We open in flashback with a young Elise psychically connecting to death row prisoners and freaking out her dad (Josh Stewart) enough that the violent psycho tries to beat and torture the ability out of her. Now, a current occupant of her childhood home comes calling and the trio of spook hunters head back to New Mexico to deal with childhood trauma and Elise with her brother (Bruce Davidson) who still holds a grudge. The Last Key is just competent enough to not be a mess, but also unimaginative enough and lacking any tricks of the horror trade to be a complete and total bore. Last Key never makes the case for it’s own existence, not giving us much more from our core 3 and telling a story stitched together from set pieces in other studio horror films. It’s a huge snoozer.

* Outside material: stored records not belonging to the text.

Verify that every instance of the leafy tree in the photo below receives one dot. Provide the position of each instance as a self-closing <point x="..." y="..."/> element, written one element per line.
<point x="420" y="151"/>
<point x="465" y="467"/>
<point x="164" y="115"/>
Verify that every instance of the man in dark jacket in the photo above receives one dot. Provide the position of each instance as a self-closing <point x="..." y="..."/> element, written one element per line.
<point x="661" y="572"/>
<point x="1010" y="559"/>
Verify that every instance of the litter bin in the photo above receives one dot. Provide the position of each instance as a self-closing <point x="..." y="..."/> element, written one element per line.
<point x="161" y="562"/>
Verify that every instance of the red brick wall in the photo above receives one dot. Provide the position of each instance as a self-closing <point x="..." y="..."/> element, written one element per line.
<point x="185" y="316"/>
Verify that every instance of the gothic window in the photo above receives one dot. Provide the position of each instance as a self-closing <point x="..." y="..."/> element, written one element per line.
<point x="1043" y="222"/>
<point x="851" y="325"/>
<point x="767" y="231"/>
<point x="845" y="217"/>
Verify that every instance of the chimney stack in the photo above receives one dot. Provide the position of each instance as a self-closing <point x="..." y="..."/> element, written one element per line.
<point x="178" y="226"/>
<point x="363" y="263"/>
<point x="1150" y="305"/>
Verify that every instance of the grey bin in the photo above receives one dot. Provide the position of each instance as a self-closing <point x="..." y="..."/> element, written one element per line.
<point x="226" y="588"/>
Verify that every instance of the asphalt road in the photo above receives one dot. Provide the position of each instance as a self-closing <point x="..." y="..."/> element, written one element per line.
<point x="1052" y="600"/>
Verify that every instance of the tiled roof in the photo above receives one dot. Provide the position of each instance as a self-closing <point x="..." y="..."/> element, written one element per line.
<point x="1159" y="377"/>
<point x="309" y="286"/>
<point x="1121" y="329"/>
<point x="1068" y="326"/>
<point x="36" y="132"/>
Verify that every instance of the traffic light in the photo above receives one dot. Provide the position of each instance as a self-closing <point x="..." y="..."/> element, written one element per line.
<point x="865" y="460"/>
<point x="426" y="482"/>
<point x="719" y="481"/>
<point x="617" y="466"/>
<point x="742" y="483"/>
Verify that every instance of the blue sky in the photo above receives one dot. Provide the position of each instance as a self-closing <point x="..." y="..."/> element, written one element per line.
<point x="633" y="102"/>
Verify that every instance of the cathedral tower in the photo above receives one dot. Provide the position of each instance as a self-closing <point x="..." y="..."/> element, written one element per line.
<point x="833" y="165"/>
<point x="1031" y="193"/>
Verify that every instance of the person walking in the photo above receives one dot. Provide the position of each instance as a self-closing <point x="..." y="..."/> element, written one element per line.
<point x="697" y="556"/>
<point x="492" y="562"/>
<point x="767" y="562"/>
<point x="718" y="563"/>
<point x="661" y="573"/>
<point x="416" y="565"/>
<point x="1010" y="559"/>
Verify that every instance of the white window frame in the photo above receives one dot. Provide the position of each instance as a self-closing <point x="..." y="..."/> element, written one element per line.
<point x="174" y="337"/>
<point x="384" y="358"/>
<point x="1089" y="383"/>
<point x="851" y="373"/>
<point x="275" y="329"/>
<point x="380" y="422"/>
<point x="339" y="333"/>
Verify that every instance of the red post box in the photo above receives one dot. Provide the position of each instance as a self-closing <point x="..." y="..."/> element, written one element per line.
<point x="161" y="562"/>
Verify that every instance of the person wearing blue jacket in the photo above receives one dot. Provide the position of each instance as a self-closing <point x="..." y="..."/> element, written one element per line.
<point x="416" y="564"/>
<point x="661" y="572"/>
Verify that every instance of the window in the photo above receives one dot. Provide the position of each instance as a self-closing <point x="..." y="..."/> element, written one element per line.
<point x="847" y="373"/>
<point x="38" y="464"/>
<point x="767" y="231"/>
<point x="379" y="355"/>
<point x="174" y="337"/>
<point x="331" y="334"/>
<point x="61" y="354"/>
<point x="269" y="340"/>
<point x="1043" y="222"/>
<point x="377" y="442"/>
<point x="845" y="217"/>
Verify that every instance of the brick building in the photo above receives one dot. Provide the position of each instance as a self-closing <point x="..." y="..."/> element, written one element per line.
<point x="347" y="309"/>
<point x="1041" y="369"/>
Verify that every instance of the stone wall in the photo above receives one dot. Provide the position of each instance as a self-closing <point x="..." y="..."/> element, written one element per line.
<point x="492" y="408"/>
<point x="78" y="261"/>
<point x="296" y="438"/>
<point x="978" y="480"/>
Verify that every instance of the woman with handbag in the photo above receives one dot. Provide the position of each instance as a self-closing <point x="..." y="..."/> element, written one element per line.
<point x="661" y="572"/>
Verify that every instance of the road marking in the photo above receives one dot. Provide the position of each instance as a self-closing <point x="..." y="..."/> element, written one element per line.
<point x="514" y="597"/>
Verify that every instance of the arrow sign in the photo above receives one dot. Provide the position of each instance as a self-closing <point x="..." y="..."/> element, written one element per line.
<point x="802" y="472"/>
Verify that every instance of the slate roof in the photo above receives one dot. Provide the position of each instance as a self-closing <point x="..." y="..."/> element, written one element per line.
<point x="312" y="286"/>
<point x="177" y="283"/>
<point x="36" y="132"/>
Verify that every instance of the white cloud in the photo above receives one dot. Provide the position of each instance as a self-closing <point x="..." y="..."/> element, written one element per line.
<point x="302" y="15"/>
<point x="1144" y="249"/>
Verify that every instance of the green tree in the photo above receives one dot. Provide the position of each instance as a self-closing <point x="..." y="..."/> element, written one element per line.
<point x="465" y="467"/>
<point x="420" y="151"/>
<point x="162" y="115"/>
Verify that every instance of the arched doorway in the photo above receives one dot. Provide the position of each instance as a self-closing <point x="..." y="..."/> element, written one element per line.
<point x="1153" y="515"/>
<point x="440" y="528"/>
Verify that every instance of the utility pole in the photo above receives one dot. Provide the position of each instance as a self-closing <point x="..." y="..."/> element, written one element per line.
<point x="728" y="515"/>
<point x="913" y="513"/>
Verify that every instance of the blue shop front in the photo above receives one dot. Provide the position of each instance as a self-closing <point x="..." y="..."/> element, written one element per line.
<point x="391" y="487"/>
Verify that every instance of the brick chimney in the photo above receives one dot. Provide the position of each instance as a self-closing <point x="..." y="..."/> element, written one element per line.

One of the reasons Last Key is so flat is because it doesn’t understand why Specs and Tucker were greeted so well in Insidious. Insidious was frightening and tense and the appearance of these two goofy Ghost Facers rejects added the needed comic reprieve – ie. they didn’t have to be that funny. Now standing on their own in a movie that doesn’t have any tension to cut it becomes clear how hollow and useless they are. Last Key‘s people-in-the-wall tropes and Key Finger specter can’t liven it up when the core “family” is hardly engaging enough to build a film around.
Bonus Review: Delirium (2018)
It’s always welcome to see Topher Grace back on the screen. Seemingly a victim of Spider-Man 3 backlash, Grace doesn’t do a lot more than lend his brand of authentic awkward likability to any role, but nobody does it as well as him. The Netflix original Delirium finds Grace under house arrest in his late parents mansion. With cop-in-charge Patricia Clarkson enforcing an ankle monitor keeping him inside the mansion’s doors, he start to suspect the place is haunted. Genesis Rodriguez appears as the girl who takes an unusual amount of interest in this guy to force that demographic quadrant into the plot. Delirium trucks along without either jumps or a horror atmosphere unfolding a story we’ve seen many times recently in studio horror films with a haunted house pre-text. Like Shut In, The Boy and the above Insidious sequel, thinks aren’t quite what they seem, bringing the movie from the supernatural to a very easily managed conclusion.
But even more than those films, Delirium from start to finish is very, very much like the terrific New Zealand horror-comedy Housebound. Without that film’s colorful characters, wit and imagination, of course. There was a one-season reality series on Showtime called The Chair where two directors leant their vision to the same script, which is exactly how thee two movies come off together. If you’re even thinking of Delirium on Netflix this holiday season, keep sliding over to Housebound. It’s a criminally underrated Halloween Time gem.